Petites trahisons entre amis

Musharraf juge « limitée » la stratégie antiterroriste de Bush.

Publié le 14 février 2006 Lecture : 2 minutes.

Depuis le 11 septembre 2001, le Pakistan de Pervez Musharraf est pour les États-Unis un allié essentiel. Hier, l’administration Bush avait besoin de lui pour bousculer les talibans et détruire les sanctuaires d’al-Qaïda en Afghanistan. Aujourd’hui, elle ne peut s’en passer pour poursuivre la traque d’Oussama Ben Laden, d’Ayman al-Zawahiri et des autres, lesquels n’ont, semble-t-il, pas trouvé de meilleur refuge ailleurs. Pour obtenir l’alliance du Pakistan, les États-Unis n’ont pas rencontré de problème majeur : Musharraf n’avait pas le choix.
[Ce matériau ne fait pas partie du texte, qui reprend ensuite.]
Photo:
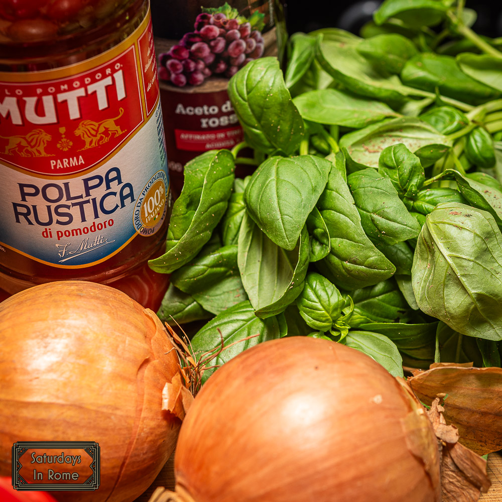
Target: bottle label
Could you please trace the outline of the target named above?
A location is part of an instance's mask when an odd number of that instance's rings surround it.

Arrivé au pouvoir en octobre 1999 par un putsch, celui-ci héritait d’une situation catastrophique et n’était pas très fréquentable. Grâce au 11 Septembre, il est devenu un allié apprécié voire indispensable.
Pour être forte et stratégique, l’alliance avec Washington n’exclut pas, côté pakistanais, calculs, omissions et petites trahisons. C’est que les intérêts des deux pays ne se recoupent pas toujours. Engagé aux côtés des Américains dans la guerre contre le terrorisme, Musharraf se doit de compter avec le pays réel, dont ?les sympathies vont davantage à Ben Laden qu’à Bush.
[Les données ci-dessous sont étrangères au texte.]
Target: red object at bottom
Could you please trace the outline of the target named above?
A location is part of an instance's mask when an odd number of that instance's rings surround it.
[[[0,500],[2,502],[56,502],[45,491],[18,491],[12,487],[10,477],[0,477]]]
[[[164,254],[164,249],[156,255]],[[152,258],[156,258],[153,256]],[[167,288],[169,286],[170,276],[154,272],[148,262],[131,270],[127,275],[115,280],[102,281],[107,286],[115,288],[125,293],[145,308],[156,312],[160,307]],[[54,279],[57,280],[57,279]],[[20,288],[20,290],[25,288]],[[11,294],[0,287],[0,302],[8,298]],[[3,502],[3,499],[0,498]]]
On l’a bien vu à la mi-janvier, lors de l’opération de Damadola, aux confins pakistano-afghans. Les missiles tirés à partir des drones de la CIA étaient censés éliminer Zawahiri. Ils ont fait dix-huit morts : des femmes, des enfants, trois ou quatre seconds couteaux d’al-Qaïda, mais de Zawahiri, point. Confronté à la colère et l’indignation de la population, Musharraf a été contraint de convoquer l’ambassadeur des États-Unis pour protester. Dans la foulée, il a reçu une journaliste de Newsweek (édition du 6 février). Ses propos tout en nuances reflètent l’ambivalence des relations entre Washington et Islamabad. Certes, le général-président condamne le raid américain, mais du bout des lèvres. La souveraineté pakistanaise, explique-t-il, est tout autant violée par les « étrangers d’al-Qaïda » que par les drones américains. En cas de présence avérée de Ben Laden, une coordination entre Américains et Pakistanais est-elle envisageable ? « Nos moyens ne sont pas ceux des États-Unis, mais cela ne signifie pas que nous autorisons ces derniers à opérer au Pakistan. » Trouvera-t-on un jour Ben Laden ? « Possible, mais c’est très difficile. » Les Américains s’impatientent ? Normal, ils ne connaissent pas l’environnement : « Des montagnes qui atteignent 4 500 m, pas de voies de communication, une population plutôt complice » Les États-Unis comprennent-ils le monde musulman ? Pas vraiment, leur approche comporte des approximations, des « trous ». Au moins, Bush a-t-il raison de vouloir éliminer al-Qaïda ? « L’objectif est correct, mais limité, car l’action militaire n’est pas une fin en soi », commente le général. Elle permet simplement de gagner du temps avant de s’attaquer aux problèmes de fond, ceux qui sont à l’origine du terrorisme. Autrement dit : « l’extrémisme est dans les têtes et il exige une tout autre stratégie ». Ben Laden et Zawahiri sont devenus des symboles, le monde ne sera pas parfait après leur élimination. « Pour l’amour du Ciel, essayons de voir plus loin ! » lance alors Musharraf, comme s’il s’adressait à Bush.